Las voces que con razón o sin ella hablan de “crimen de estado”, las peticiones fundamentadas o no para que Enrique Peña Nieto renuncie a la presidencia, no han conocido réplica alguna que justifique el silencio presidencial, apenas un par de pronunciamientos desafortunados en los que se invoca el regreso del autoritarismo represivo de Díaz Ordaz y se califica de “nacos” y se les considera “carne de hoguera” a quienes expresan con cierta violencia su descontento por lo ocurrido en Iguala.

El vandalismo concertado o espontáneo del que nacen tales reproches no alcanza a ensombrecer la legitimidad de las protestas y es, a fin de cuentas, el hijo descarriado de esa falta de autoridad que se visibiliza, valga la paradoja, en la invisibilidad del presidente Enrique Peña Nieto, asentada en el erróneo confort que supone abstenerse de declaraciones para, al parecer, evitar cuestionamientos.
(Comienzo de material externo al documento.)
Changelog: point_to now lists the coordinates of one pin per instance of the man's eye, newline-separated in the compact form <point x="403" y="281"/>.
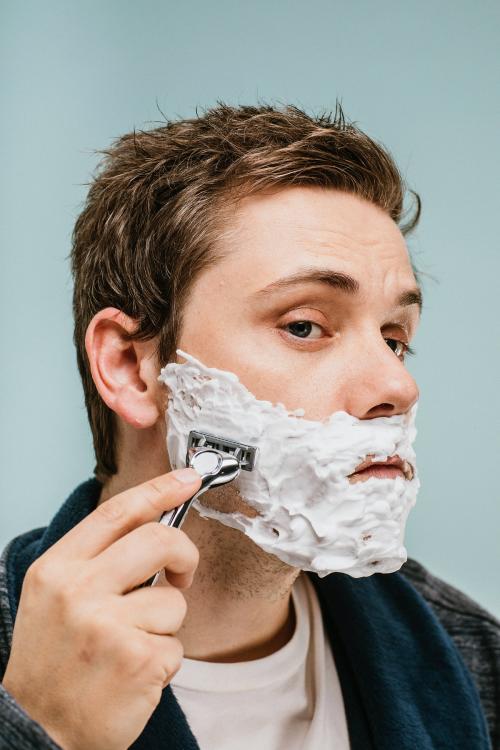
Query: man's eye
<point x="303" y="328"/>
<point x="400" y="348"/>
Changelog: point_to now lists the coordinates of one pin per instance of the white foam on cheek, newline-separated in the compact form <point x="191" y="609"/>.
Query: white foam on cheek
<point x="310" y="515"/>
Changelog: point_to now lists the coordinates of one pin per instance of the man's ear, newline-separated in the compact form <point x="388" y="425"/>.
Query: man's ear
<point x="124" y="372"/>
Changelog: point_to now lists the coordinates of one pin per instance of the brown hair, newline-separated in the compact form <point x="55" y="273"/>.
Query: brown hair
<point x="159" y="198"/>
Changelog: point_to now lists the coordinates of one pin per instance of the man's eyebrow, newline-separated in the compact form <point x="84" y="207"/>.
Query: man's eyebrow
<point x="337" y="280"/>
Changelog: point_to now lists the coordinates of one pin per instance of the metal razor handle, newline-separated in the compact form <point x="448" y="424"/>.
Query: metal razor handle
<point x="215" y="467"/>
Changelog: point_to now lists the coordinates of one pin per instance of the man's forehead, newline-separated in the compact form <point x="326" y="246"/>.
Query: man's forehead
<point x="314" y="219"/>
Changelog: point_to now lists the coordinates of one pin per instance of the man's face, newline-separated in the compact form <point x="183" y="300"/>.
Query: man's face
<point x="323" y="343"/>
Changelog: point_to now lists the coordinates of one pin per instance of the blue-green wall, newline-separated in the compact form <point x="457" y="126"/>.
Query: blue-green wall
<point x="423" y="77"/>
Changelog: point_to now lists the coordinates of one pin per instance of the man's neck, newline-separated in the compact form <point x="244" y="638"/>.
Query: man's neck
<point x="239" y="605"/>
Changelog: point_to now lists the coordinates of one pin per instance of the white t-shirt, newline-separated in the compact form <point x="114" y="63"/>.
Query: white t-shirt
<point x="290" y="699"/>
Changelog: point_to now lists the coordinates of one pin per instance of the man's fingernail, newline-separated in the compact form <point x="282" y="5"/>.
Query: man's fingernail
<point x="186" y="476"/>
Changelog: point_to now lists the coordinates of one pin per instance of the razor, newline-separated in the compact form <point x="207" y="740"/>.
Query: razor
<point x="218" y="461"/>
Su reciente llamado, tras regresar al país, “para que realmente hagamos un compromiso aún mayor al que ya hemos hecho, para lograr una efectiva coordinación en todas las tareas que tenemos por delante, en todos los objetivos que nos hemos fijado de forma conjunta”, habla de una estrategia de gobierno –si es que merece ese nombre– que le apuesta a hacer más de lo mismo cuando lo que se necesitan son cambios profundos para enfrentar los problemas estructurales evidenciados por la desaparición de los 43 normalistas de Ayotzinapa.
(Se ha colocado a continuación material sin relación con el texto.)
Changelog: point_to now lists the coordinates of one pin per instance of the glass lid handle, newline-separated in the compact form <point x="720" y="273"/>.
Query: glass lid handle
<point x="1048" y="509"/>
Porque más allá de la noche triste del narco-municipio de Iguala, más allá de la imperiosa necesidad de hacer justicia por lo allí sucedido, lo que México necesita es la certidumbre de que la colusión entre autoridades y criminales no se transmutará en la existencia (como en Iguala) de autoridades criminales pero de mayor rango, y que las ya existentes sean detectadas para que hechos como los que desde hace semanas enlutan al país no se repitan en otros escenarios y a otros niveles. La certidumbre, en fin, de que Enrique Peña Nieto, en tanto “representante y responsable del país ante el pueblo y el mundo” puede decir y asumir –sin la carga absolutista y autocrática del monarca francés a quien se le atribuye–, la frase tremenda de “El Estado soy yo”. Porque hoy –salvo que ilusoriamente se piense que el nivel de degradación del tejido social revelado en Iguala sea un caso aislado–, el Estado mexicano y sus instituciones padecen para imponerse como “modalidad de organización de tipo soberana y coercitiva con alcance social” y para ejercer “la autoridad y la potestad de regular y controlar el funcionamiento de la comunidad”.

Y si “pueblo, territorio y poder” son los elementos fundamentales para que funcione un Estado, el descontento del pueblo mexicano ante el poderío criminal en ascenso dentro de su territorio denota a contramano de discursos triunfalistas que México se mueve, sí, pero hacia el borde de una fosa tan honda cavada por años y años de malos gobiernos que ojalá las autoridades del futuro (¿cercano, lejano?) no encuentren enterrados en ella los verdes huesos de tanta esperanza sexenalmente traicionada.